The audio synced to slides I mentioned is here (for brief overall flavor check the roughly two minutes from 37:15-39:15).
These are the readings for next Fri, please read in advance and come prepared to discuss:

Chi (2002)
Loukides (2010)
Boyd/Crawford (2011)
- typical big data news (3 Apr): mobile ads and hardware
- Anderson (2008) 'The end of Theory'
Few (2013)
- Hearst (2008)

Meeting 9 (5 Apr 13)

In lecture we continued the notes regarding the Shannon information, mutual information and decision tree material.
We started the discussion of the above readings, and will continue that discussion in the beginning next time (so please have another look over them).
Preliminary notes for assignment 6

Meeting 10 (12 Apr 13)

Here are the slides about mutual information for finding informative terms,
and here are some of the links discussed:

Maps of Computer Science
"hot new field" of data science (venn diagram)
some of the backlash anticipated by the Boyd/Crawford article:
- data skepticism (and dangerous k-means)
- don't forget intuition
- risks of data science
nytimes re use of zipcodes
It knows (Googlisation of everything, etc)
shodan (expose on-line devices)
Some older articles about tracking open bluetooth devices: Brief encounter networks (2007), The privacy implications of Bluetooth (2008)
How To Break Anonymity of the Netflix Prize Dataset (2006), De-anonymizing Social Networks (2009), Link Prediction by De-anonymization (2011)

Meeting 11 (19 Apr 13)

Some links to things discussed in class:

slate obesity map
For the discussion of weblog data: "From Cookies to Cooks: Insights on Dietary Patterns via Analysis of Web Usage Logs", 1304.3742
As entry point to the social network discussion (and recalls an earlier assignment): "Friendship Paradox Redux: Your Friends Are More Interesting Than You", 1304.3480
and mentioned briefly some local articles that appeared this week: 1304.4837 Ego nets for recommendation (Cosley et al), 1304.4602 discussion threads (Lee, Kleinberg et al)
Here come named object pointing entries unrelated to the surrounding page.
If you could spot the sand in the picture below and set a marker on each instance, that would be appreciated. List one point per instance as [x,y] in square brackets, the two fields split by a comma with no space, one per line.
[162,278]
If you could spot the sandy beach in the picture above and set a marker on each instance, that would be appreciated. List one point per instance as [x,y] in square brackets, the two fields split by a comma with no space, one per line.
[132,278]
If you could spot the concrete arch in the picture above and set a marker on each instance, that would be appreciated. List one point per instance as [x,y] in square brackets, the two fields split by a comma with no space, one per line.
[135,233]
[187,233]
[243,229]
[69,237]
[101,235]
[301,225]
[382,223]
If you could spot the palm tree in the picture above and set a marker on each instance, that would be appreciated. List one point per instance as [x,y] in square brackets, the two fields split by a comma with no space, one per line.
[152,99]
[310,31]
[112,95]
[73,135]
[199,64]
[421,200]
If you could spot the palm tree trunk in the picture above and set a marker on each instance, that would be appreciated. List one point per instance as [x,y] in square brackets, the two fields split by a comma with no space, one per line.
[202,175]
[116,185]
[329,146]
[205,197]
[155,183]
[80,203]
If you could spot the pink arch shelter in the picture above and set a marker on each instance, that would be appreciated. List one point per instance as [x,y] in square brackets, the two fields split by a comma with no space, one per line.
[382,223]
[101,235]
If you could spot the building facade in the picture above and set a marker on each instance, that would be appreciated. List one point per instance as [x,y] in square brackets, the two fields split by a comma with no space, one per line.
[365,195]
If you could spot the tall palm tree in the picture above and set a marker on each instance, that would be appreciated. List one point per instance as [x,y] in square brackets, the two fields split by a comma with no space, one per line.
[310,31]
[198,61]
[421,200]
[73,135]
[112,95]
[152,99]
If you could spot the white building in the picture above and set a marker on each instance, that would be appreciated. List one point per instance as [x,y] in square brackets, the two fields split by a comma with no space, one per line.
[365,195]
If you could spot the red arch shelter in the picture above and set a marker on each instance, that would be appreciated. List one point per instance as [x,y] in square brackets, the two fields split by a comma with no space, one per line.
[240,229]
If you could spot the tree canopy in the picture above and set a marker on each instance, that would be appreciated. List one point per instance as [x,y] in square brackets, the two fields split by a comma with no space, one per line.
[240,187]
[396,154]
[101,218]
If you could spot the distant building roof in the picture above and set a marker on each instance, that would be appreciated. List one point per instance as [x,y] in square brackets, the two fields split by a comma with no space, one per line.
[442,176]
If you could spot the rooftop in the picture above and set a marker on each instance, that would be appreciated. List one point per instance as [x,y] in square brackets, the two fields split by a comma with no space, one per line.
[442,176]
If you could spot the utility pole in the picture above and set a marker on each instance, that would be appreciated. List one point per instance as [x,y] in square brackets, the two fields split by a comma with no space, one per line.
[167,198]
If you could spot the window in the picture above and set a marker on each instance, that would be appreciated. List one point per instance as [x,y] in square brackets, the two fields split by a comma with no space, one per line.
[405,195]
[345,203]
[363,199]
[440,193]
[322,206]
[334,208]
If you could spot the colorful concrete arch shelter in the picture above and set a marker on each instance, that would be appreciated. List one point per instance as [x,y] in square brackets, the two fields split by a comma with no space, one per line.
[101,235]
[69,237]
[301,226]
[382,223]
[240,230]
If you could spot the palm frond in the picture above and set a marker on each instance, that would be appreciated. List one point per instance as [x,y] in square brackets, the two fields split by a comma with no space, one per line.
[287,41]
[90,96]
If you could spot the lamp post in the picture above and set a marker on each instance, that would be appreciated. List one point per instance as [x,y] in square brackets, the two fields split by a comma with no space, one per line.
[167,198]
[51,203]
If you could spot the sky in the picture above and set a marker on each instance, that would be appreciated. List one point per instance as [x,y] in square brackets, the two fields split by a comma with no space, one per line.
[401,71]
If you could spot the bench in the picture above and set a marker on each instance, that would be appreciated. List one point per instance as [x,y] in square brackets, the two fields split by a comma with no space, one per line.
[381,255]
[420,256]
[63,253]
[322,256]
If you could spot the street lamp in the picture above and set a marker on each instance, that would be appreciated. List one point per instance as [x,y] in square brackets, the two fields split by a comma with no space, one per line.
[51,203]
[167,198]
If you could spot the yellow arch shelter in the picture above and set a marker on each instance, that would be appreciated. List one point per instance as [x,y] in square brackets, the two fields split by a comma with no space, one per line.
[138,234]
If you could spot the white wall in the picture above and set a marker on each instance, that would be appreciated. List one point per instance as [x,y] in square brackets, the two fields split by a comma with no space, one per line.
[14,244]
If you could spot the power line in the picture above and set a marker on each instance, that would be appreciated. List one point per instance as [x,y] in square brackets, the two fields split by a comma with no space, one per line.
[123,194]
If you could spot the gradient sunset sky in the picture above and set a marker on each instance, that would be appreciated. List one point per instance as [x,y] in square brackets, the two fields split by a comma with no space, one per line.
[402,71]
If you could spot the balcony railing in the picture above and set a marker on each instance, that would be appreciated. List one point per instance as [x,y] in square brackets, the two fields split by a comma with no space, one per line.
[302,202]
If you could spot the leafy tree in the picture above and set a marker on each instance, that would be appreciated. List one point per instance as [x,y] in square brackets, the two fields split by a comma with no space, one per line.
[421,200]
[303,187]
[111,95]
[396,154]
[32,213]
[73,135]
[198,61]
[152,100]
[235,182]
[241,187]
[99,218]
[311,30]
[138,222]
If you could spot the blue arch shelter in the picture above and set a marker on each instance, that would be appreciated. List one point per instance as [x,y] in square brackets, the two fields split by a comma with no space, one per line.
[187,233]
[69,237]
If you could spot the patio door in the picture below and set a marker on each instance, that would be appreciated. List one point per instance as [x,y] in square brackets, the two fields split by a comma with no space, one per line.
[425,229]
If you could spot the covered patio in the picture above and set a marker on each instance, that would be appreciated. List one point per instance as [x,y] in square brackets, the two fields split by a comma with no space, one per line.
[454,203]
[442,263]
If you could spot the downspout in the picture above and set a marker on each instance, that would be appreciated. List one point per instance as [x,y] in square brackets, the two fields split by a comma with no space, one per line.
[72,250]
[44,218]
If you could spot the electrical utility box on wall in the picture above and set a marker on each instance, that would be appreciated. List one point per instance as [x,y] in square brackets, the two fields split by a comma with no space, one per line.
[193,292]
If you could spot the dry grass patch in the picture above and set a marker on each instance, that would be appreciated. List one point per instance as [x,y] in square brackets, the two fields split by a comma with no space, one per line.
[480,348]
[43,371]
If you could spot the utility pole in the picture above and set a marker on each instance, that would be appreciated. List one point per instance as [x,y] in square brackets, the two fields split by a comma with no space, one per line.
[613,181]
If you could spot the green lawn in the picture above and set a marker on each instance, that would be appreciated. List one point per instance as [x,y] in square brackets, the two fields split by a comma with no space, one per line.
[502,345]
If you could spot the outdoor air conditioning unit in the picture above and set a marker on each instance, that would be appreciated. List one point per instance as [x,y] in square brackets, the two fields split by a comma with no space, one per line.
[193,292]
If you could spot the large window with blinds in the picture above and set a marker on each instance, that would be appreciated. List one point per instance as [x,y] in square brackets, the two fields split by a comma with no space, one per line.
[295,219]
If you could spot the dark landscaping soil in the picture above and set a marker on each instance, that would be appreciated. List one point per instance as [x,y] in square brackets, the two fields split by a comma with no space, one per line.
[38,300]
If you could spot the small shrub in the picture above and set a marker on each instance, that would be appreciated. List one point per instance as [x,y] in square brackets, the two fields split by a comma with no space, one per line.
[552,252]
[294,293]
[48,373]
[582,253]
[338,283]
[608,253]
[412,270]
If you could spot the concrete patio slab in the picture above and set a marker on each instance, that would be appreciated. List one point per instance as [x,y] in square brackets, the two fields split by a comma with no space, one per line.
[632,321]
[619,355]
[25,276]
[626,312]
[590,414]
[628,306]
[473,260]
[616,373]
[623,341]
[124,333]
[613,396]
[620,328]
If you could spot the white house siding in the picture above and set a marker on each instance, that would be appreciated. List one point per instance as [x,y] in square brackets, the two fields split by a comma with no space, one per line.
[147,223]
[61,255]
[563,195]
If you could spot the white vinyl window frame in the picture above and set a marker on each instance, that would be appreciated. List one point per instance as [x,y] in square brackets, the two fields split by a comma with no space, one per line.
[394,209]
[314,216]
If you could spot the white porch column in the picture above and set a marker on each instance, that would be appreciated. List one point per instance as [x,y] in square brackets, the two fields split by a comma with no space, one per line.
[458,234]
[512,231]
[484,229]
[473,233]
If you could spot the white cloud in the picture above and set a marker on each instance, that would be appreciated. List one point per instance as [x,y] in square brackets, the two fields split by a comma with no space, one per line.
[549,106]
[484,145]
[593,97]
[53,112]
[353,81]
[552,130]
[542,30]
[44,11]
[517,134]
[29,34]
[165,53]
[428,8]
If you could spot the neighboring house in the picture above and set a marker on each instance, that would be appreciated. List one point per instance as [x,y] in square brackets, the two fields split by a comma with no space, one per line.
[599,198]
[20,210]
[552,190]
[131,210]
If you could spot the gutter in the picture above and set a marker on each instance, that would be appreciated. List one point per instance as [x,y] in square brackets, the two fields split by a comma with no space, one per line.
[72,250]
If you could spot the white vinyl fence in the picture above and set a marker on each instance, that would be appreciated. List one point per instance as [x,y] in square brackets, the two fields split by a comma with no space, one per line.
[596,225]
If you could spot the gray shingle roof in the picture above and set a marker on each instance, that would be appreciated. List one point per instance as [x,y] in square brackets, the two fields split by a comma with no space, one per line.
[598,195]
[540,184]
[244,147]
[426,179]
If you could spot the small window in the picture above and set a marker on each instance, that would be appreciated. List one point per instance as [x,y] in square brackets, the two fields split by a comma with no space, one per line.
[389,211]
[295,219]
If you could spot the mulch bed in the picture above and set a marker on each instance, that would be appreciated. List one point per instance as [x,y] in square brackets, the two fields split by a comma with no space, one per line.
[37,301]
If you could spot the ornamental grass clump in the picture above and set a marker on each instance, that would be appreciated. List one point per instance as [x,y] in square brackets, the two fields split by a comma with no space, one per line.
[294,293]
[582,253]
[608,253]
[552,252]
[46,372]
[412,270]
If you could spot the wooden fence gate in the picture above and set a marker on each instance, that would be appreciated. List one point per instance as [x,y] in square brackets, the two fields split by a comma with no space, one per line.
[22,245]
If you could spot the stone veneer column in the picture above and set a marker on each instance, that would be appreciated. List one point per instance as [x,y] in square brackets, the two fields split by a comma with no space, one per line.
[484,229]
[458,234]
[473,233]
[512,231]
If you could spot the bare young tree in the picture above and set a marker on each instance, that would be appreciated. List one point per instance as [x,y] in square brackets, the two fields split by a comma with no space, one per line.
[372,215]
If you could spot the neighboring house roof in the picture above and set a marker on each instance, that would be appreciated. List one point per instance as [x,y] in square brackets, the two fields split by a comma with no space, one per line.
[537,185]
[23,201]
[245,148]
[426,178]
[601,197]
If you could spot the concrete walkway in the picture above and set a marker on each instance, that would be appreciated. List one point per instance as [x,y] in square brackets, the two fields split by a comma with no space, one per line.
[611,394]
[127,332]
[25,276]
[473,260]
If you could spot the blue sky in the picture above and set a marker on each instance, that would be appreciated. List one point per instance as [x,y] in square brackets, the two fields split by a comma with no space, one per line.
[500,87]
A couple of notebooks used in class:

code for US map, and
notes on regexps, unix_time, and networkx.

Here are some notes for assignment 7

Meeting 12 (26 Apr 13)

Mentioned 30 Apr colloquium on Data Privacy (by author of Netflix de-anonymization articles mentioned two weeks ago).
In context of assignment 7, discussed Christopher Lee.
For python stylistic issues, gave overview of What Makes Code Hard to Understand?

Here is the notebook on recommender systems, using del.icio.us and movielens data (adapted from Chpt2 of Programming Collective Intelligence)

Meeting 13 (3 May 13)

After presentations from Andy, Stephanie, and Saeed, I went over the node and link betweenness algorithms following pp.78-82 of E/K Chpt.3, then inserted same graph in this notebook, and described using networkx to navigate the movie actor network.

(I will also schedule open meetings at 301 college ave so that I can see the rest of the projects, and other students will be welcome to sit in.)